Imersa em novas sonoridades, Pitty volta à ‘Matriz’ em novo álbum

    De pitada de guitarra baiana à sample de Dorival Caymmi, cantora passeia por ritmos da Bahia, sua terra natal, sem perder essência rock n' roll; ouça aqui

    Foto: Arquivo Pessoal/Instagram

    Muito aguardado pelos fãs, o álbum “Matriz” da rockeira baiana Pitty foi lançado nas plataformas digitais nesta quinta-feira (25). Com pegada, a artista retorna à “matriz” em canções que trazem forte influência da vida em sua terra natal, Salvador, Bahia – desde as letras até as sonoridades, como em “Roda”, com participação da BaianaSystem.

    O quinto álbum de Pitty comprova que o tempo a fez bem. Ainda que tenha arriscado novas experimentações, as músicas não fogem do estilo da artista e deve agradar até o mais exigente fã. Produzido por Rafael Ramos, o disco começa com a faixa “Bicho Solto”, com sample de Dorival Caymmi e um refrão marcante: “Eu me domestiquei pra fazer parte do jogo/Mas não se engane maluco/ Continuo bicho solto”.

    Em “Noite Inteira”, single que já havia sido lançado, Pitty leva uma pegada de lambada, com vocais de Lazzo Matumbi. Em “Roda”, composta em parceria com BaianaSystem, Pitty testa as guitarras baianas em um rock que insere bem a voz de Russo Passapusso.
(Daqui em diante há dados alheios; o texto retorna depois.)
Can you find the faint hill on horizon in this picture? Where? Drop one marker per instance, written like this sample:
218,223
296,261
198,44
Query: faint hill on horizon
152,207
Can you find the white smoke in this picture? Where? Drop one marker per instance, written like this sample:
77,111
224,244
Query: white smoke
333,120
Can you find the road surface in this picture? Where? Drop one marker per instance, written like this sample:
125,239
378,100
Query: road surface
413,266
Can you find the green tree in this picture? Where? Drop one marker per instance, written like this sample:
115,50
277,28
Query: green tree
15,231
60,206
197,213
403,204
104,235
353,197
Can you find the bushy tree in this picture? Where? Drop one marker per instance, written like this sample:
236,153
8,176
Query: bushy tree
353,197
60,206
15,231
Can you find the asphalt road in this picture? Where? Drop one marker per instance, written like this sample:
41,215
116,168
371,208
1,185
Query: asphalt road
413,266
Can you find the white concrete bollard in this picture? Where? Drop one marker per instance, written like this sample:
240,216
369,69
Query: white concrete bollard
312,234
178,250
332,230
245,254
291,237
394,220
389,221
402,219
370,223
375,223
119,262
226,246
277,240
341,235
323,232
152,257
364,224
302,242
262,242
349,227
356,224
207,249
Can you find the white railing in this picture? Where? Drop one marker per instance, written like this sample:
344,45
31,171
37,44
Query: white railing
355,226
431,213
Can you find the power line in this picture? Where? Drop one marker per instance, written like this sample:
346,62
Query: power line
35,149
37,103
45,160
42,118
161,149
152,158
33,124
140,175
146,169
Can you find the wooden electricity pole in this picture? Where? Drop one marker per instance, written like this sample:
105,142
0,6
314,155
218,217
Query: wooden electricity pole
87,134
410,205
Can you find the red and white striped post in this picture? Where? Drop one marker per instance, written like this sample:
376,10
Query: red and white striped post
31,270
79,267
Já em “Bahia Blues”, a artista relembra sua vivências nos bairros de Salvador e em “Ninguém é de Ninguém”, canta a dinâmica do amor livre de amarras.

    As faixas de “Matriz” mostram um Pitty amadurecida e se garante como mais uma obra da artista que deve ficar consagrada nas estantes do gênero no Brasil. Mesmo com a aproximação de outros estilos, como o reggae, em “Te Conecta” e “Sol Quadrado”, com participação de Larissa Luz, a baiana não perde a essência rock n’ roll e presenteia os fãs da sua música com um disco cheio de detalhes planejados, e muito bem produzido.